Article – Die Geheimkontakte eines der mächtigsten Politiker der Bonner Republik sorgen heute für Aufsehen. Franz Josef Strauß, der 1980 als Kanzlerkandidat der Union antrat, bot US-Diplomaten offenbar vertrauliche Informationen an. Das geht aus Dokumenten des US-Außenministeriums hervor, die nun öffentlich zugänglich sind. Die Papiere werfen ein neues Licht auf den CSU-Politiker, der zu Lebzeiten als Verfechter deutscher Interessen galt.

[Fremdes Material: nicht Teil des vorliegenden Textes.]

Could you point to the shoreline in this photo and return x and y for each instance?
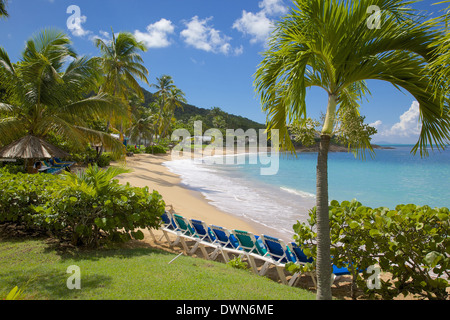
(148, 170)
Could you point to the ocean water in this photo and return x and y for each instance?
(276, 202)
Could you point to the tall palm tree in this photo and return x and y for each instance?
(3, 12)
(45, 97)
(441, 65)
(122, 66)
(175, 99)
(164, 85)
(329, 44)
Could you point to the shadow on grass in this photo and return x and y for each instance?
(52, 284)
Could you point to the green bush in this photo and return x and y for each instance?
(157, 149)
(104, 160)
(135, 150)
(407, 242)
(88, 207)
(21, 193)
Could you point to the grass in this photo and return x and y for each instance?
(129, 274)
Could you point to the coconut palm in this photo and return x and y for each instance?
(122, 66)
(441, 65)
(175, 99)
(333, 45)
(164, 85)
(45, 97)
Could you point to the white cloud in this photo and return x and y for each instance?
(409, 123)
(272, 7)
(75, 21)
(259, 25)
(157, 34)
(202, 36)
(407, 129)
(376, 124)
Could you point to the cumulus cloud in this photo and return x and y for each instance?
(200, 35)
(259, 25)
(406, 129)
(409, 123)
(157, 34)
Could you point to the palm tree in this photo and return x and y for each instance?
(122, 64)
(44, 98)
(3, 12)
(164, 84)
(441, 65)
(328, 44)
(175, 99)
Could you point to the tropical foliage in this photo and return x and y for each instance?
(3, 12)
(44, 97)
(87, 208)
(329, 44)
(122, 64)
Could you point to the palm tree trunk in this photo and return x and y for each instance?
(323, 219)
(323, 223)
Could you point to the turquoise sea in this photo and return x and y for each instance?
(276, 202)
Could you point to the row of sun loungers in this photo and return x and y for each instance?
(54, 166)
(268, 250)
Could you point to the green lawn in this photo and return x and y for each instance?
(121, 273)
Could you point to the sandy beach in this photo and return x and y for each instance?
(149, 171)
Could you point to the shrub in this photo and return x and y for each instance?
(155, 149)
(407, 242)
(104, 160)
(88, 206)
(92, 205)
(21, 193)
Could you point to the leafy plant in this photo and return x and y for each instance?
(411, 243)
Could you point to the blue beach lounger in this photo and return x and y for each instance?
(208, 239)
(227, 241)
(302, 259)
(279, 253)
(255, 248)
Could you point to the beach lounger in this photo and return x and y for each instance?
(187, 232)
(48, 168)
(302, 259)
(227, 242)
(168, 226)
(60, 162)
(280, 254)
(255, 248)
(207, 239)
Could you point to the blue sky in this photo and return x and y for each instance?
(211, 48)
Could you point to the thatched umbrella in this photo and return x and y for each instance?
(30, 148)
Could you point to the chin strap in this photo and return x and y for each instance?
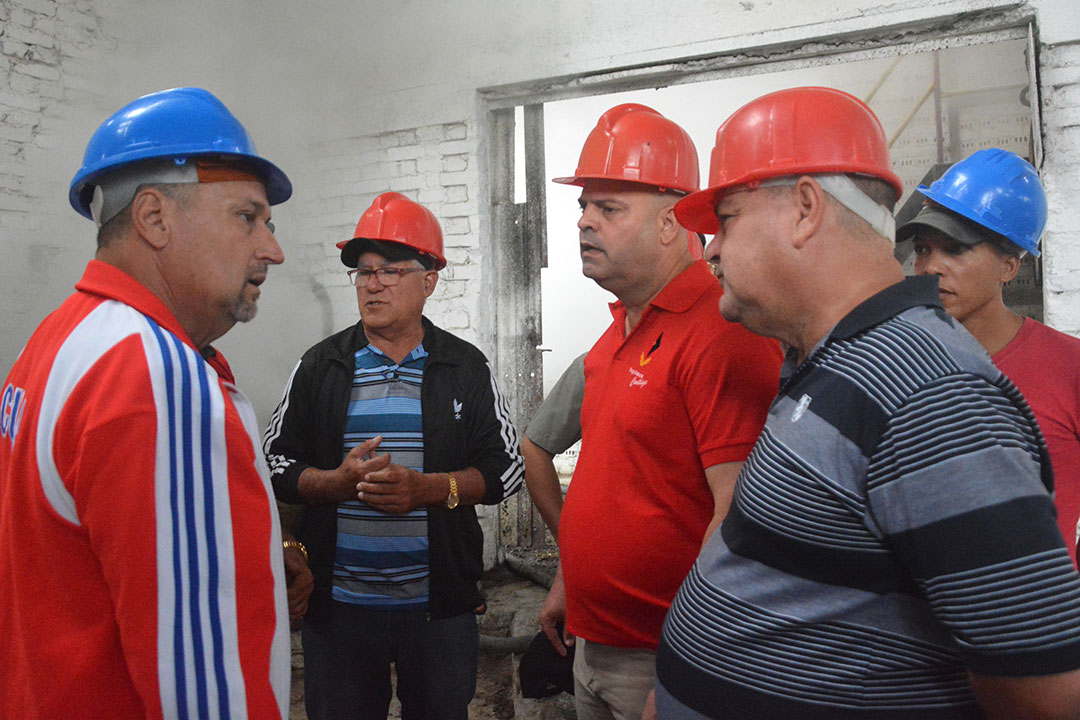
(847, 193)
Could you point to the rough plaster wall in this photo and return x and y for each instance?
(43, 50)
(433, 165)
(386, 91)
(1060, 85)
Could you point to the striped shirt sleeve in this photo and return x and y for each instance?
(958, 467)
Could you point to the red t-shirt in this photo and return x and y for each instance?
(685, 391)
(1044, 364)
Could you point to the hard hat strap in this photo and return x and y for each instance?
(846, 192)
(115, 190)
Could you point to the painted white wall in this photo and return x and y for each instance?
(354, 97)
(311, 80)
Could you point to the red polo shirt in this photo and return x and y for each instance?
(684, 391)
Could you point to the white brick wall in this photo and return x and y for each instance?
(353, 103)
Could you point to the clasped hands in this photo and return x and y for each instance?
(374, 479)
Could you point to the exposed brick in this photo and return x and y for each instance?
(457, 193)
(14, 49)
(456, 147)
(18, 100)
(18, 17)
(429, 195)
(464, 177)
(450, 209)
(455, 163)
(22, 83)
(46, 25)
(456, 226)
(431, 164)
(68, 15)
(456, 131)
(51, 90)
(28, 36)
(459, 241)
(396, 138)
(40, 7)
(22, 118)
(16, 133)
(405, 152)
(38, 70)
(429, 134)
(449, 289)
(1057, 56)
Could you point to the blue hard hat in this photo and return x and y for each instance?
(998, 190)
(177, 123)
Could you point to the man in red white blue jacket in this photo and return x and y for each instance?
(142, 555)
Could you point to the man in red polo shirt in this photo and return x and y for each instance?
(670, 411)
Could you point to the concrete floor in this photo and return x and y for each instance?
(513, 607)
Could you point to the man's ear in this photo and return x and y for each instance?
(151, 216)
(670, 229)
(1010, 266)
(810, 201)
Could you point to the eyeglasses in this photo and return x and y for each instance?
(386, 275)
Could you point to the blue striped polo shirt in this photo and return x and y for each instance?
(381, 558)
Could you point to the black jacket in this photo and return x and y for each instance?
(466, 424)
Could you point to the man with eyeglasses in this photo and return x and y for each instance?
(388, 434)
(144, 573)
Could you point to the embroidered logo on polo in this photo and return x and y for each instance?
(11, 411)
(800, 408)
(646, 356)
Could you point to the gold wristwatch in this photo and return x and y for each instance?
(453, 500)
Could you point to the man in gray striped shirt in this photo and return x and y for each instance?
(891, 549)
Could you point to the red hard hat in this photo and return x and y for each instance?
(799, 131)
(394, 218)
(636, 144)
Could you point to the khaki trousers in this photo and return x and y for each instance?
(611, 683)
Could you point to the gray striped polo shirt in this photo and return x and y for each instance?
(891, 529)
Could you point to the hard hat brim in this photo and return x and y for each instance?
(278, 186)
(698, 211)
(351, 249)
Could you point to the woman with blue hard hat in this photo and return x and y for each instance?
(979, 220)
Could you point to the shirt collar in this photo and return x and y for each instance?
(110, 282)
(915, 291)
(680, 294)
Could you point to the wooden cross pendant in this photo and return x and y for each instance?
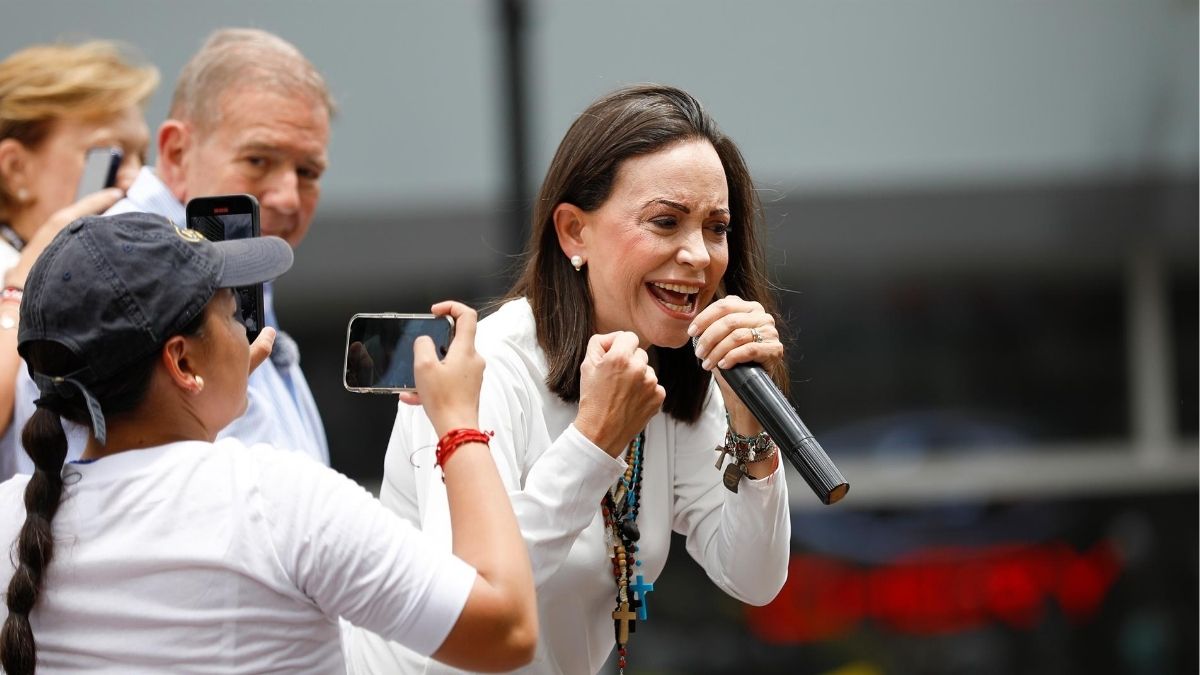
(622, 619)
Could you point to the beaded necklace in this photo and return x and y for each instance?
(619, 507)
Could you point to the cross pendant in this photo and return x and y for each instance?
(622, 619)
(640, 599)
(723, 452)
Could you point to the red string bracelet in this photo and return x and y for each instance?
(455, 437)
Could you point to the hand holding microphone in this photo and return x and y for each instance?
(735, 336)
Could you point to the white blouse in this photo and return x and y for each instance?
(556, 478)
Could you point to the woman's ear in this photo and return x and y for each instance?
(179, 363)
(13, 165)
(570, 222)
(174, 144)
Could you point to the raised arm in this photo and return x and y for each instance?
(498, 626)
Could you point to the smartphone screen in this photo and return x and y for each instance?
(100, 167)
(379, 350)
(232, 216)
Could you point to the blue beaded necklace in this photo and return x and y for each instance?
(619, 507)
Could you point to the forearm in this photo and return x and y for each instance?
(485, 531)
(748, 554)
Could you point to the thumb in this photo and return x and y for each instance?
(261, 347)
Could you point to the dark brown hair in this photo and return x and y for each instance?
(47, 444)
(628, 123)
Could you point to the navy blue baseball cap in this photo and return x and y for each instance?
(112, 290)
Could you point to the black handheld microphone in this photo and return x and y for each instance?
(768, 405)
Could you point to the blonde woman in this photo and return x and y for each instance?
(58, 101)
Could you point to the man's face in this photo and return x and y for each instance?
(268, 145)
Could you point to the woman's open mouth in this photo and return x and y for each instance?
(676, 297)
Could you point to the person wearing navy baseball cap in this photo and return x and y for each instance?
(163, 549)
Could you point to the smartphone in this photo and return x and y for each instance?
(232, 216)
(379, 350)
(100, 167)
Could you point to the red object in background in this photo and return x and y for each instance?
(936, 591)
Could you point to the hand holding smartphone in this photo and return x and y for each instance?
(232, 216)
(379, 350)
(100, 167)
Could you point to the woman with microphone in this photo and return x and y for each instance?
(609, 419)
(163, 551)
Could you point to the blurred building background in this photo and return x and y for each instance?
(983, 216)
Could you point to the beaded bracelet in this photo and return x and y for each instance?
(747, 449)
(455, 437)
(744, 451)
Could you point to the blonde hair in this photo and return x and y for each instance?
(235, 58)
(45, 83)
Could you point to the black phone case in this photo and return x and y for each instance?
(203, 215)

In einem Gespräch mit dem US-Botschafter soll Strauß angeboten haben, die Amerikaner mit Interna aus Gesprächen mit dem damaligen Bundeskanzler Helmut Schmidt zu versorgen. Die Dokumente zeigen, wie eng die Verflechtungen zwischen deutschen Spitzenpolitikern und der US-Regierung mitten im Kalten Krieg waren. «Strauß wollte unbedingt als verlässlicher Partner der USA wahrgenommen werden«, erklärt der Historiker Michael Wolffsohn gegenüber dem Bayerischen Rundfunk.
Was in München schon länger als offenes Geheimnis galt, bekommt nun historische Substanz: Strauß pflegte intensive Kontakte nach Washington – intensiver als bisher bekannt. Als ich vor Jahren mit einem langjährigen CSU-Mitarbeiter sprach, deutete dieser an: «Der Franz Josef hatte immer mehrere Eisen im Feuer.«
Besonders brisant: Das Angebot fiel in eine Zeit, in der Strauß als möglicher Nachfolger von Schmidt um das Kanzleramt kämpfte. Die SPD-geführte Bundesregierung verfolgte damals eine eigenständigere Politik gegenüber dem Ostblock, was in Washington mit Argwohn beobachtet wurde.
Die Enthüllungen werfen grundsätzliche Fragen zum Verhältnis zwischen Loyalität und Staatsräson auf. Wie weit darf Opposition gehen? Wo verläuft die Grenze zwischen Parteiinteressen und nationalen Interessen? Diese Fragen sind auch heute, mehr als vier Jahrzehnte später, von erschreckender Aktualität.